Mesmo sem assistir a todos os jogos da Copa, é quase
impossível não tomar ciência de seus resultados, dos times que merecem as
preferencias dos que curtem futebol, daqueles que são temidos, mas respeitados,
e assim por diante. O Uruguai, ao contrário da Argentina, desfruta a simpatia
do povo brasileiro, que em sua grande maioria, torceu para que no segundo jogo
desta equipe na Copa, e após sofrer uma derrota no primeiro, eles conseguissem
ganhar, o que significaria eliminar a equipe da Inglaterra para não ser
eliminado. Foi o que aconteceu, com dois gols marcados por seu artilheiro Luis
Suárez. As manchetes das mídias reproduziram muitas vezes as cenas de suas
celebrações dos gols.

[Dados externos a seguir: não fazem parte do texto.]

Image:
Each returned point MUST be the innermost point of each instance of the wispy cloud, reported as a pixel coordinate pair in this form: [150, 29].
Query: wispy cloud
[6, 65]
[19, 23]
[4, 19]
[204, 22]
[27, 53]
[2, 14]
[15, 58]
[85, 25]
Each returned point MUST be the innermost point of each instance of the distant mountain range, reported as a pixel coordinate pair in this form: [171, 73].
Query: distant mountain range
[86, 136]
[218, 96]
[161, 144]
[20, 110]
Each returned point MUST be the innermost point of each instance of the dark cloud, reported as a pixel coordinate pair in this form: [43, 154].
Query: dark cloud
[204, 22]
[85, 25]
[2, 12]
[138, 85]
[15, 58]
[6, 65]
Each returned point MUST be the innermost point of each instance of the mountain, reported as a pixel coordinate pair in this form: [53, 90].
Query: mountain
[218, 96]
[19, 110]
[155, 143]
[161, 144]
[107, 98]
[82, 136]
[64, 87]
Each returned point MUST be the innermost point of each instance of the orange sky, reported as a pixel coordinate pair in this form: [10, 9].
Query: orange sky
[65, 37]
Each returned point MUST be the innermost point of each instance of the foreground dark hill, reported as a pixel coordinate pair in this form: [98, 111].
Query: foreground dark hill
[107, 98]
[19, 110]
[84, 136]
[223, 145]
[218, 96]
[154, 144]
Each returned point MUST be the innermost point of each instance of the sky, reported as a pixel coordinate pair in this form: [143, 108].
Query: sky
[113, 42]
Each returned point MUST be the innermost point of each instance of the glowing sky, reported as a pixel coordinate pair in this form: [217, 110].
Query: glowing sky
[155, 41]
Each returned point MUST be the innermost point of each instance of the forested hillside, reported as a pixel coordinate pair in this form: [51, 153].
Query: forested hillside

No primeiro, ele corria gritando, punhos cerrados, olhar raivoso
a cobrar de todos o reconhecimento por seu esforço e a glória da vingança. No
segundo, após repetir os mesmos gestos correndo em direção à torcida e
encarando as câmeras de TV, ele sucumbiu à emoção e chorou. Nas entrevistas que
concedeu no pós-jogo, parecia-lhe ser importante manifestar seu ressentimento
com a imprensa em geral. Alguns que o conheciam pela atuação nos times europeus
já sabiam de seu passado de “mordedor”, apelido cunhado graças às duas mordidas
que dera em jogadores adversários quando jogava para um time da Holanda e
alguns anos depois para um time da Inglaterra, ao qual ainda pertence. Nas duas
vezes havia sofrido punições das Federações de Futebol destes países, ficando
fora de alguns jogos. Se este passado assombrava sua convocação para a Copa,
Suárez ainda teve que passar por um teste final, uma recente cirurgia no joelho
que ameaçava deixa-lo de fora. Por isso seu “grito” de gol tinha um sabor de
superação, de volta por cima. Eis que no jogo contra a Itália, cujo resultado
valeu a classificação de seu time para as oitavas de final, Suárez “morde” o
jogador italiano Chiellini, é afastado dos jogos da Copa, punido com multa e
volta antecipadamente para o Uruguai, deixando sua equipe amargando não só o
infeliz episódio, mas a sua falta. Da consternação à indignação, com direito a
compaixão de alguns, a condenação sem piedade de outros e o assombramento pelo
ato agressivo e intempestivo, a imagem do Suárez “mordedor” se espalhou mundo a
fora, e foi ovacionada pelos chargistas, tanto os profissionais quanto aqueles
que se deliciaram em criar suas próprias charges nas redes sociais. Mas grande
parte da população procurava respostas ao ato que se repetia, fora de lógica,
já que o esperado seria que ele tivesse enterrado este passado para sempre,
diante dos prejuízos morais e profissionais que lhe causara. Como é possível?
Quem consegue explicar? Seria uma
espécie de loucura? O episódio ainda gerou debates e polêmicas que incluíam os
limites toleráveis de certas manifestações agressivas, comuns em partidas de
futebol. Algumas delas foram relembradas, como a cabeçada do jogador francês
Zidane em resposta a uma provocação maldosa de seu adversário italiano na Copa
de 2006, que redundou em sua expulsão e ajudou a Itália a conquistar o título
de campeã. Detalhe: Zidane não foi punido pela Fifa, o que parece colocar sua
infração a um nível mais suportável para todos. Sabemos que na sociedade
moderna a convivência entre as pessoas, matriz importante da manutenção da
“civilizaçao”, é mantida por pactos sociais que garantam minimamente os
direitos e a liberdade de cada um. A cada era em que a barbárie se impõe, como
nas guerras e outros conflitos, somos convocados a repensar a civilização, ou
seja, as normas que inventamos para sua manutenção. A grande maioria dos
Estados atuais é democrática, assim como suas instituições, mas precisam manter
sistemas de punições que sirvam como modelos e valores que representem as
expectativas que temos para a continuidade da vida social. Em geral o infrator
é aquele que quebra este contrato, sai do pacto social e volta ao estado de
natureza. Ao fazê-lo, ele provoca um sentimento de indignação em todos que às
duras penas mantêm este pacto, sentimento este que justifica o desejo de
punição pelo seu crime. Ele não merece proteção! Pelo leque de reações que
Suarez provocou, no entanto, podemos dizer que em nossa era, para além das
medidas e limites que as normas sociais impõem, admitimos que o mundo interno
de cada um seja tumultuado e possa ser muito desorganizador. A mordida é uma
reação bastante primitiva, muito utilizada pelos pequenos quando se sentem
ameaçados e com raiva, mas consensualmente rejeitada e reprimida por todos os
adultos desde cedo, na expectativa que eles se submetam ao processo civilizatório,
o que explica o estranhamento deste ato quando praticado por um adulto. No
entanto, se a punição da Fifa a Suárez foi considerada excessiva para muitos, é
bem provável que a pior parte de sua pena seja conviver com a vergonha e a
humilhação de não ter conseguido evitar tal comportamento e quem sabe participar
com a Celeste da conquista do campeonato mundial.